Keeping your bigger dramatic stakes at bay to achieve its season length is starting to sound more like a bug for the series than a feature film. For example: The episode doesn’t bring the lessons Hunter learned from his botched recovery mission back to Cid, who clearly doesn’t keep his best interests at heart. (“You knew how dangerous the information about the Tactical Droid is, but you didn’t know who you were giving it to?” Rafa Hunter asks at one point.) The episode also doesn’t explore how Wrecker overcame his Inhibitor Chip’s latest and most belligerent attack on his good nature – a solid character moment for the series if there ever was one, but it doesn’t. is never mentioned.

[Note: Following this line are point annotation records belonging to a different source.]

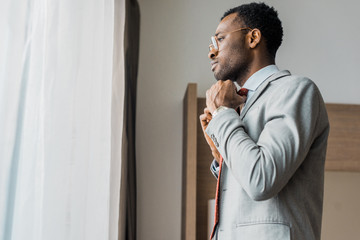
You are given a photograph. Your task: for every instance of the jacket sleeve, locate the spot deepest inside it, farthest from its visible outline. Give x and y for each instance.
(264, 167)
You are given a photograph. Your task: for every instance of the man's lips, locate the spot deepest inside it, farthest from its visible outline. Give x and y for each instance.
(213, 65)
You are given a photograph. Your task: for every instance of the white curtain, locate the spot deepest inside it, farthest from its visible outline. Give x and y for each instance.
(60, 134)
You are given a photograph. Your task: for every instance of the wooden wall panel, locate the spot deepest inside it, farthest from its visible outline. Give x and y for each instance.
(189, 179)
(343, 152)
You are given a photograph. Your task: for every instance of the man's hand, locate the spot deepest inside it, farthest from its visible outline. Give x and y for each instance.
(204, 121)
(223, 93)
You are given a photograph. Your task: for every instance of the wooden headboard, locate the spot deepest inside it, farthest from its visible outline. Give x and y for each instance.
(199, 185)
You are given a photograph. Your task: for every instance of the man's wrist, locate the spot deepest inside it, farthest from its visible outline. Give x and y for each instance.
(219, 109)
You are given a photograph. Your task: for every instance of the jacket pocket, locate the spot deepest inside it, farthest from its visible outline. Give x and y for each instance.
(262, 231)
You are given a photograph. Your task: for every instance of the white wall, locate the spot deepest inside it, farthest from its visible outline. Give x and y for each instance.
(321, 41)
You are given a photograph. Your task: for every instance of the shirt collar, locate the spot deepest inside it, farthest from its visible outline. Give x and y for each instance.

The bad lot is still mixing the non-Hunter / Omega members of Clone Force 99 around the periphery of the series to their detriment. Tech, Echo, and Wrecker, no matter what they go through from episode to episode, always end up filling the background before the credits end. Isn’t this family unit speak to one another ? Tech, your brother Wrecker has a headache! Hunter, Crosshair’s chip turned him on you and it looks like it could happen again! Yes, the Lot needs money, and of course there are bounty hunters and an entire Empire breathing their necks. But not all credits in the galaxy will redeem Wrecker if he finally goes to the dark side.

Stray observations

  • Cid, to Omega: “You release too soon because of those weak noodle arms!” Develop your strength. And then Cid takes the crossbow and nails three bulleyes in a rapid fire. Keep an eye on Cid, I’m telling you.
  • Someone Helping Me Here: Tech says the Empire uses clones, so obtaining some Tactical Droid lineup is crucial to their totalitarian efforts, not to mention incredibly valuable value. But the Separatists, who used droids to wage war, served Palpatine – or rather Sidious – during the Clone Wars, didn’t they? So wouldn’t the Emperor have access to their droids now that he is consolidating his power? Also, who uses battle droids in battle against the Empire now that the wars are over?
  • It’s like poetry, it rhymes: technology Marauder on an Imperial freighter in order to infiltrate the dismantling facility, just as Han Solo docked with an Imperial Star Destroyer to escape the Empire in The Empire Strikes Back. (“That old thing?” Wrecker asks.)
  • Am I crazy, or did those police droids look a lot like Jabba EV-9D9 Supervisor Droid of Return of the Jedi?
  • Rafa: “We need a diversion.” Trace: “We need a diversion. Rafa: “Is there an echo here? Echo: “Yes. ” Phew.
  • Hooray for Omega, who struggled to aim his new crossbow at the start of the episode and suddenly found his inner sniper when the danger was at its height. She was throwing laser arrows with strength and confidence, yes, but did this new skill come from her clone programming … or something else?
  • R7 is Ahsoka’s astromech droid, or at least he… used to… be? The last time we saw R7 he was a heap of junk, having sacrificed himself in defense of his beloved Jedi friend in the Clone wars Episode S7, “Victory and Death”.
  • Well, what do you think, band? Who was Trace’s contact? Could it be Bail Organa? Rex? How did the Martez sisters come across R7? Someone else is getting serious Toy story 3 the vibrations of this foundry? Let’s spin a few wheels in the comments section below.